Currently, the draft plan fails to acknowledge the important role that natural gas plays in mitigating emissions in Texas and nationwide. Not only does the draft plan effectively exclude natural gas as a viable option for power generation, it aligns the City with out of state environmental groups calling to phase out the use of natural gas in local buildings and businesses.
By excluding Texas-produced natural gas – and the environmental benefits it provides - the draft plan would raise costs for Dallas residents and threaten the reliability of power generation in the city.
Natural gas is crucial to providing Texas residents with affordable and reliable electricity. As the draft plan acknowledges, natural gas accounts for 45 percent of the state’s fuel mix, which is forecasted to grow to over 60 percent by 2030. Notably, increased natural gas use is a key driver of carbon emission reductions in the United States. Natural gas has 55% lower carbon dioxide emissions than coal. By switching from coal to cleaner-burning natural gas for power generation, the United States prevented 2.8 billion metric tons of CO2 emissions between 2005 and 2018. No other fuel – including renewables – comes even close to delivering the kind of climate progress we have experienced thanks to natural gas.
In addition to protecting the environment, natural gas saves consumers money. Affordable and abundant natural gas makes up the lion’s share of Texas’ electricity generation, and allowed Lone Star State residents to enjoy electricity prices roughly 20 percent below the national average in 2018. Transitioning away from natural gas means abandoning those valuable savings, which will hit working families the hardest. On average, low-income households pay more than three times the amount that higher income households pay in energy costs. Failing to include natural gas in the final CECAP would potentially lead to higher electricity prices for Dallas consumers and disproportionately impact some of the most economically vulnerable households in the City.
Further, phasing out the use of natural gas in buildings and businesses in Dallas would add additional cost burdens to residents. Using natural gas appliances can save consumers up to 30 percent on their utility bills compared to electric appliances. When used for home heating, households can save well over $900 compared to an electric heating system. The potential costs associated with switching to electrification are significant, especially for the City’s lower income residents.

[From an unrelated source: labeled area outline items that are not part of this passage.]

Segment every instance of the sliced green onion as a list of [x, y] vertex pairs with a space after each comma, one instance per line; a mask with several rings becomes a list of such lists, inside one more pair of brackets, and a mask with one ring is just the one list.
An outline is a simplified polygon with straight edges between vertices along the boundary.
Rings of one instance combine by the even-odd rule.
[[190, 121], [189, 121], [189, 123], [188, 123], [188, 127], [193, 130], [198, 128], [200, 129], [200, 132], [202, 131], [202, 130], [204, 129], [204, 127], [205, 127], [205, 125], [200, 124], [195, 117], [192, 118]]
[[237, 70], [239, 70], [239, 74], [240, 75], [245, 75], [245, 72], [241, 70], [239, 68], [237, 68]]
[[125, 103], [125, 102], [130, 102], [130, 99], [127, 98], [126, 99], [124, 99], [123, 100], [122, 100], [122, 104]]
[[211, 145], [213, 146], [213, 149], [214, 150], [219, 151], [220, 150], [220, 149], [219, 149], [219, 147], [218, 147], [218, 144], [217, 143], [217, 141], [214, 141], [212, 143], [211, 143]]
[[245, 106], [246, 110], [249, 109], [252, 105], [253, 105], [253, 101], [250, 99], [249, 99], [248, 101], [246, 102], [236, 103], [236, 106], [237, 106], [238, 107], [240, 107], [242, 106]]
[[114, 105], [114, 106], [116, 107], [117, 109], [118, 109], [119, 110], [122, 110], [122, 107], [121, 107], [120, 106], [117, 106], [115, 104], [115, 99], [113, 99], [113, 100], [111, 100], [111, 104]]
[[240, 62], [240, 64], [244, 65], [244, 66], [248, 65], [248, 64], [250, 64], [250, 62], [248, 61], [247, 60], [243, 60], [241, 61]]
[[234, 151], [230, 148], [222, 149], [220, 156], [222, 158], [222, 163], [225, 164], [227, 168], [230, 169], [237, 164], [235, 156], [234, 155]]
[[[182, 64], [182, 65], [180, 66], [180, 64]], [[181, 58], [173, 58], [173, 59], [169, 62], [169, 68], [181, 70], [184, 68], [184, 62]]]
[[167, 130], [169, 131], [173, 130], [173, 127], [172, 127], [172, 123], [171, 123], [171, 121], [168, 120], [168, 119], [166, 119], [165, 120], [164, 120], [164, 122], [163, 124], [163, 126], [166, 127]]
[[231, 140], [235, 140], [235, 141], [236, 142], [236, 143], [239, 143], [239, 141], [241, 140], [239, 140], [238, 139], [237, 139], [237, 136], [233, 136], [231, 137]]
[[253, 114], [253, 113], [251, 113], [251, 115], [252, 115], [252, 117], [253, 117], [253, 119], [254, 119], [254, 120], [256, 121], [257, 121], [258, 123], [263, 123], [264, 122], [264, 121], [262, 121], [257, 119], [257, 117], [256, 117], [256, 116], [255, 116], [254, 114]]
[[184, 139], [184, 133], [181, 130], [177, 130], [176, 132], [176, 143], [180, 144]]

By ignoring natural gas in the draft CECAP, Dallas would be missing out on the reliability that the fuel provides. One of the plan’s stated goals is that the City “generates and uses renewable, reliable, and affordable energy,” and specifically highlights maintaining “a high degree of reliability during extreme weather events.” Achieving the goals of reliability and affordability in Texas would be extremely difficult – if not impossible – without natural gas.
Natural gas provides an important backstop for renewable technologies, ensuring generation is maintained when the sun isn’t shining and the wind isn’t blowing. The intermittency of power generated by renewables means they are particularly susceptible during an “extreme weather event.” While there are some options to bolster this reliability, such as batteries, today these technologies simply can’t compete with the dependability of existing natural gas generation. Moreover, the reliable distribution of the fuel through pipelines ensures Texans could keep their homes heated, cook food or boil water – all vital during a natural disaster.
There is a reason that Texas is not only the largest wind producing state, but also the largest natural gas producer and consumer. Renewables and natural gas are complementary technologies that are delivering cleaner and more affordable power for Texas families.
While we commend the Council for their efforts to improve the city, the benefits of natural gas – namely, its role in mitigating emissions, saving consumers money on their monthly bills, and providing a reliable source of energy – are too significant to ignore. We strongly urge the members of the Environment & Sustainability Committee to keep these benefits in mind when considering the draft CECAP.